November 8, 2018 GMT

BRIDGEPORT - An area hot dog entrepreneur, accused of embezzling from the Fairfield Beach landmark the Seagrape Café, has been ordered to repay the café’s owner nearly $200,000.

Following a hearing, Superior Court Judge George Thim ruled that Robert Manere’s explanation that he used the money to pay his car loan, health insurance, credit cards and loans did not justify him taking the money totaling $190,463.03.

“We thank Judge Thim for his thorough and well-reasoned decision. We look forward to recouping the misappropriated funds as soon as possible so that the business will be even stronger,” said Alexander Schwartz, who had sued Manere on behalf of Peter Collins, the owner of the Seagrape.


Besides being a former partner and manager of the Seagrape, Manere owned and operated the Swanky Franks hotdog chain for 18 years and currently owns Dogtown in Milford. His lawyer, Alan Spirer, said they have filed an appeal of Judge Thim’s ruling with the state Appellate Court.

No criminal charges were filed against Manere.

Manere and Collins, who graduated from high school together, decided while attending their 13th class reunion to buy the Seagrape, a popular fixture on the beach with locals and college students.

In April 2011 they formed the company BAHR LLC with Collins contributing $150,000 and Manere kicking in $20,000 to the venture, according to court records. They agreed that Manere would manage the café because Collins was busy at the time running a Manhattan night club.

On Oct. 29, 2012, Superstorm Sandy forced the café to close for repairs. But despite an agreement, Manere took cash from the business during the recovery period, giving himself a raise in cash and using company funds for personal and family expenses, the lawsuit states.

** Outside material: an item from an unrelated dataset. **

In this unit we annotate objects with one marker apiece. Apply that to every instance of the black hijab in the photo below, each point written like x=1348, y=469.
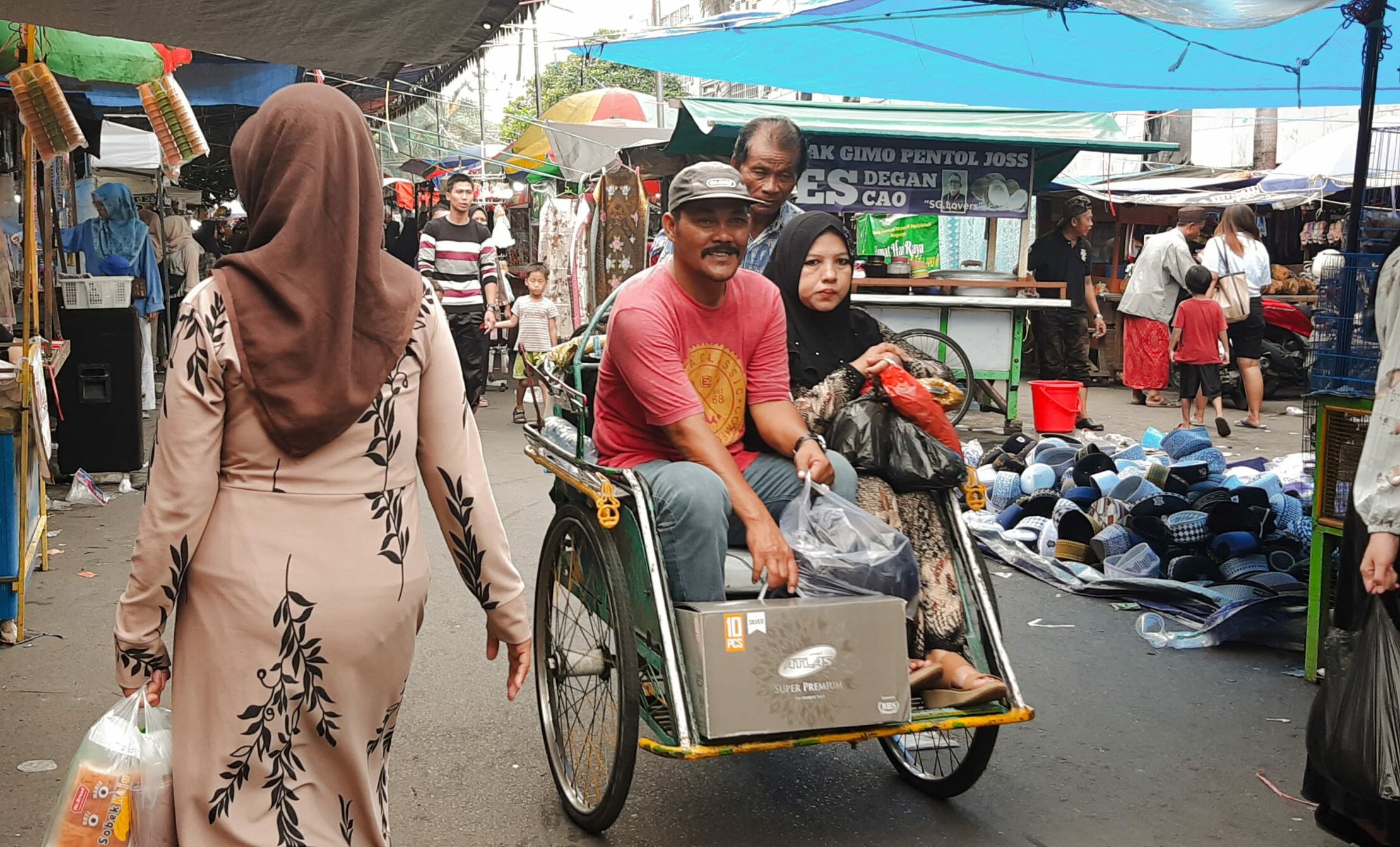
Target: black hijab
x=818, y=342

In March 2017, Collins fired Manere as manager and changed the locks on the Seagrape. Collins then took over as the café’s manager, court records state.

Manere subsequently sued Collins for breach of contract and Collins sued him.

“The managerial actions taken by Collins were reasonable in light of Manere’s having used BAHR funds to pay personal expenses,” the judge ruled.